En política, no basta con tener la razón: hay que saber contarla. El relato, esa narrativa construida con palabras, símbolos y emociones, se ha convertido en la herramienta más eficaz para conquistar y conservar el poder. Más que argumentos, lo que se impone es una interpretación del mundo que seduce, moviliza y ordena las prioridades de la ciudadanía. También impone la agenda mediática.
Monopolizar el relato es una forma de controlar la opinión pública. Quien impone su narrativa reduce el margen de acción de los críticos, limita la capacidad de respuesta de los opositores y establece un marco discursivo en el que solo cabe su versión de los hechos. El relato como un escudo frente a la crítica.
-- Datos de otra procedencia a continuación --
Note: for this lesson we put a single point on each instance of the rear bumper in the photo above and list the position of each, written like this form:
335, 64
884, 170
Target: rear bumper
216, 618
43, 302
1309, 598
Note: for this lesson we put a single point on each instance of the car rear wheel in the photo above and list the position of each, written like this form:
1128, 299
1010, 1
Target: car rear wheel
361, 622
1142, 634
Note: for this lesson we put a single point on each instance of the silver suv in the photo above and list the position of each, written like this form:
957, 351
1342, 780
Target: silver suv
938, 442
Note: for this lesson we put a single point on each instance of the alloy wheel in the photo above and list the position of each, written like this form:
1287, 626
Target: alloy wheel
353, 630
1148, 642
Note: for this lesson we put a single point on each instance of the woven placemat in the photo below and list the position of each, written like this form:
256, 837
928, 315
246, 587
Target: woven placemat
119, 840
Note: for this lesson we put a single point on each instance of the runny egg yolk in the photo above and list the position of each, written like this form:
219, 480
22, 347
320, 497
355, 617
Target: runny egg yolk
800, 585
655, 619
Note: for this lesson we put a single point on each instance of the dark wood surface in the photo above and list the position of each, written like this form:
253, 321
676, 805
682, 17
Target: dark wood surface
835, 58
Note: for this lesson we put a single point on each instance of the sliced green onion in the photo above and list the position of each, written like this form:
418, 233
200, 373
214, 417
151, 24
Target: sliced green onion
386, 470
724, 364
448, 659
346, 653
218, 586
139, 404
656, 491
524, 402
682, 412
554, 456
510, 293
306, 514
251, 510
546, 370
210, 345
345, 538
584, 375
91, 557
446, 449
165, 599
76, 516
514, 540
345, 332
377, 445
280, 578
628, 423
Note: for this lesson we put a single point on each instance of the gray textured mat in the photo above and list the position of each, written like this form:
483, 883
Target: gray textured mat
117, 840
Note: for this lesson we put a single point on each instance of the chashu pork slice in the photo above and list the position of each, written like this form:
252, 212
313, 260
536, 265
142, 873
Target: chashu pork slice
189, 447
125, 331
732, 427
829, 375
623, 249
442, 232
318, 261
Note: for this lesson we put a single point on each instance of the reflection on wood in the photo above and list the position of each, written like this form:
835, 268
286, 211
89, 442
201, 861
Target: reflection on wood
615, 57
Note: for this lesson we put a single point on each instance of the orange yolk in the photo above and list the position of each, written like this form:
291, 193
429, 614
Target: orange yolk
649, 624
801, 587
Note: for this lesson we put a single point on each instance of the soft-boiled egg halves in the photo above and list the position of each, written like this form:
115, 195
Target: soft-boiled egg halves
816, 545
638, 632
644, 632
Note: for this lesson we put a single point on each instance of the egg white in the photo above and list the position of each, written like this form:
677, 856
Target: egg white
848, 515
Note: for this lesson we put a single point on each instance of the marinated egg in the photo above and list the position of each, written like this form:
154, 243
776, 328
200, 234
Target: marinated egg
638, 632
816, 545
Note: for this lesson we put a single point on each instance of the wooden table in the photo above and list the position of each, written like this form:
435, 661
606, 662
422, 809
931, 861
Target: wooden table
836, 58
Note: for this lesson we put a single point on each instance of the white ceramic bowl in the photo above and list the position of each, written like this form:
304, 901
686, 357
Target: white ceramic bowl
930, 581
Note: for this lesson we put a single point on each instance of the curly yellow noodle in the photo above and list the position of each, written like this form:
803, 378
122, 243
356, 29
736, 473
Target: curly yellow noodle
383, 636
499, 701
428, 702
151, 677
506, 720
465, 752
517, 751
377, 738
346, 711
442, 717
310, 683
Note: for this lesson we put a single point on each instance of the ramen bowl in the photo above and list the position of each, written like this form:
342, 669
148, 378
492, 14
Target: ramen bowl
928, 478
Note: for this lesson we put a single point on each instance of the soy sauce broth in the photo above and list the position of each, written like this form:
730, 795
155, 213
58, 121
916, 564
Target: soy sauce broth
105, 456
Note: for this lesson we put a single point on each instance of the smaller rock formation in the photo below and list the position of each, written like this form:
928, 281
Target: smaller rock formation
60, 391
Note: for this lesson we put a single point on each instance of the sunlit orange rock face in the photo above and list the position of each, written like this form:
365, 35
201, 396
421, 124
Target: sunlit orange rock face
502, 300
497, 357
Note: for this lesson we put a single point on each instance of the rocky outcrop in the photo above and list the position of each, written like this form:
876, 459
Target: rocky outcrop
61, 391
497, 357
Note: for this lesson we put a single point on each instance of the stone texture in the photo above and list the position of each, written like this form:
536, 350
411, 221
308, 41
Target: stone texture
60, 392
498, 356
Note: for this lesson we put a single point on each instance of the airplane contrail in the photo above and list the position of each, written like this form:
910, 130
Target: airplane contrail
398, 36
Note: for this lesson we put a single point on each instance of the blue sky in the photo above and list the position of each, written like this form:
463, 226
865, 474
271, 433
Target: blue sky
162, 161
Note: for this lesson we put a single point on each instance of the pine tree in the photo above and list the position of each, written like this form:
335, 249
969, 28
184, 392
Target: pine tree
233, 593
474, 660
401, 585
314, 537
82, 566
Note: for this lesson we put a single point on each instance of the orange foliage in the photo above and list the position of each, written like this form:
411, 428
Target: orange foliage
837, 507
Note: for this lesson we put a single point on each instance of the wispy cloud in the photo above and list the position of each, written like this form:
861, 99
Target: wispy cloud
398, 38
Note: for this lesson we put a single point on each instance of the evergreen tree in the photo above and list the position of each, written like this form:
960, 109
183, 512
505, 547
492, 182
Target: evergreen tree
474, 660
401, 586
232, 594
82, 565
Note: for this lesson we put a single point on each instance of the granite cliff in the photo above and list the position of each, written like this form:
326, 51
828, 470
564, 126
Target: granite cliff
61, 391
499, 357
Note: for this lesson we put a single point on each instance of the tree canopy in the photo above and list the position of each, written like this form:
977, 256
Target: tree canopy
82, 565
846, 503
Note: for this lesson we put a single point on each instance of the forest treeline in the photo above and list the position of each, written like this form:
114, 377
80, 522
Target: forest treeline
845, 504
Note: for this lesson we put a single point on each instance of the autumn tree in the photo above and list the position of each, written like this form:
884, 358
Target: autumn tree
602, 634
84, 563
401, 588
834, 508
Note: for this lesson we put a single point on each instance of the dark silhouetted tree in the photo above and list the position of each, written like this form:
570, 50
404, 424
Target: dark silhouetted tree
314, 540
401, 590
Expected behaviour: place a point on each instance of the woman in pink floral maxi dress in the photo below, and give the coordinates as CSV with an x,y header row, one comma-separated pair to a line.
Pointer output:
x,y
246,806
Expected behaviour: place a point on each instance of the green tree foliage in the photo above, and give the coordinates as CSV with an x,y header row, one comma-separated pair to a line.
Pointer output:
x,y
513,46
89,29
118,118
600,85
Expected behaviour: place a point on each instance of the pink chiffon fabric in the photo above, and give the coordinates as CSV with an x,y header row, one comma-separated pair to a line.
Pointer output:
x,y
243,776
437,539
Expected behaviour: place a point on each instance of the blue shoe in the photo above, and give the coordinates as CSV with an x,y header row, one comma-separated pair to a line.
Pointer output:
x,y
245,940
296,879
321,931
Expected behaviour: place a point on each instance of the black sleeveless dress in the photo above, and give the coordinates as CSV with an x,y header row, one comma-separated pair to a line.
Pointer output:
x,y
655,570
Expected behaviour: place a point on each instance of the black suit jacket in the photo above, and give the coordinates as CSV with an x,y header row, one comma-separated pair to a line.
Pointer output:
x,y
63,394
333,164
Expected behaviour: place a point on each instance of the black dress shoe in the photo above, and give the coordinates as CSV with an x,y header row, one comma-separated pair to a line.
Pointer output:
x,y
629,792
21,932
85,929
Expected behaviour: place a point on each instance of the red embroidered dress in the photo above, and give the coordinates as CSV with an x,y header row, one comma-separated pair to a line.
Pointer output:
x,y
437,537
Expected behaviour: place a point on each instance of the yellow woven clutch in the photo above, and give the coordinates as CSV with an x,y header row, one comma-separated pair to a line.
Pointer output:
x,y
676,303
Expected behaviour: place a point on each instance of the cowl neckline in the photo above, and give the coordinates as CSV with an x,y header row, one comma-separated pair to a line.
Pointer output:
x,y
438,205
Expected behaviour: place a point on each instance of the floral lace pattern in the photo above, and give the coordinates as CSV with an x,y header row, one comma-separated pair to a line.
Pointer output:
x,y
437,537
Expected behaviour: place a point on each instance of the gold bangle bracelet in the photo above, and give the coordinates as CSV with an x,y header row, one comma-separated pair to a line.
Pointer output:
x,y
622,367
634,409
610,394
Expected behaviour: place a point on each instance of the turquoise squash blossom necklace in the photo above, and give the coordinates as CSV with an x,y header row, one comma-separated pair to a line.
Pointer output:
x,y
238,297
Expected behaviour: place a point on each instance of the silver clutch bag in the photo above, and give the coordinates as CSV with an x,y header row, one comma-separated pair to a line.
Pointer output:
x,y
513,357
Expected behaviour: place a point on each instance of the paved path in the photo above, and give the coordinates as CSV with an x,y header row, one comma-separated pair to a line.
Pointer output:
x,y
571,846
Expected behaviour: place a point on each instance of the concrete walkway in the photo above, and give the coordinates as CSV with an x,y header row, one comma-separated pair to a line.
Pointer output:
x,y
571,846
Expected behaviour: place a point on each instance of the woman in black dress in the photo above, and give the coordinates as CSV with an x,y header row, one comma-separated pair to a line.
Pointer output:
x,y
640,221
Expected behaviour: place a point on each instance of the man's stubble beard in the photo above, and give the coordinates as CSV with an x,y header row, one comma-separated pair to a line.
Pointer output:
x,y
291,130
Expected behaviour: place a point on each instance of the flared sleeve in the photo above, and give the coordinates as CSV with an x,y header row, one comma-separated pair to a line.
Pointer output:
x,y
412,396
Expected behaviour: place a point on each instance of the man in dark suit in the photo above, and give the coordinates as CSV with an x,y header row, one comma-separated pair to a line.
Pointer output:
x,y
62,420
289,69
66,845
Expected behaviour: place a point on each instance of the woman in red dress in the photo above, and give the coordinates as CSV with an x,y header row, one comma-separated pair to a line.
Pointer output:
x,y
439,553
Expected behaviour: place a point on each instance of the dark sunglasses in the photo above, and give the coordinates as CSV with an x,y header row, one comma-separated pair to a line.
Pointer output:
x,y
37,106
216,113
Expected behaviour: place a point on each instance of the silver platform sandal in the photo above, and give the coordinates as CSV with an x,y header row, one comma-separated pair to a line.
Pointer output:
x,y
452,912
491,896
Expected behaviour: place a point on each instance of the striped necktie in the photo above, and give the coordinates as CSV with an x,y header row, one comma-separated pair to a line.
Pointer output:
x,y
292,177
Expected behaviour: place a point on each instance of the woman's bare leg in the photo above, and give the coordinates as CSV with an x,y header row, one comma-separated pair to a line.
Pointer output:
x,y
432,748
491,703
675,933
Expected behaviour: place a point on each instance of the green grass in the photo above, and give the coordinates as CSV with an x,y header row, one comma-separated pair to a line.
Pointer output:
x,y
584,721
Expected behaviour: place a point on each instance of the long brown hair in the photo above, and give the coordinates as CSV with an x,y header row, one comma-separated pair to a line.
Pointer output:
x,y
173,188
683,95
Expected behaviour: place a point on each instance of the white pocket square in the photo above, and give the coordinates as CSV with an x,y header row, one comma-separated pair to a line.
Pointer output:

Lo poderoso del relato político es que no necesita ser cierto para ser creíble. Basta con que parezca coherente, emocionalmente fuerte y repetido con disciplina. Así, las palabras pueden moldear percepciones, cambiar la forma en que vemos la realidad y convencernos de que algo, aunque no se real. Es la victoria del discurso sobre la evidencia.
Un relato bien estructurado apunta directamente a las emociones. No apela al juicio racional, sino al miedo, la esperanza, la identidad o la indignación. Quien logra conectar con estas fibras profundas de la ciudadanía puede movilizar voluntades de forma casi automática.
Cuando el relato empodera, transforma a los seguidores en creyentes. Ya no se trata de ciudadanos informados, sino de comunidades que creen firmemente en su líder, incluso por encima de los hechos. El discurso repetido y emocional crea una relación casi mística. Este tipo de conexión es difícil de revertir: se trata de una fidelidad que roza el fanatismo.
El riesgo es evidente. Un relato dominante puede hacer que las masas olviden los problemas reales. Las carencias, los errores o los asuntos pendientes se diluyen en la nebulosa narrativa que ofrece respuestas simples y culpables externos. La gente empieza a creer que todo está resuelto o que los obstáculos no son culpa del líder, sino de "otros".
Este fenómeno conduce a una especie de hipnosis colectiva. Se impone un estado emocional en el que ya no se razona, se siente. Y lo que se siente es más fuerte que cualquier dato o evidencia. El relato persuasivo captura la mente y bloquea el pensamiento crítico, creando una ciudadanía que ya no cuestiona, solo sigue.
En definitiva, quien domina el relato, mantiene el poder. Por eso, en la disputa política contemporánea, el gran campo de batalla es el imaginario colectivo. Allí donde se gana o se pierde el verdadero control.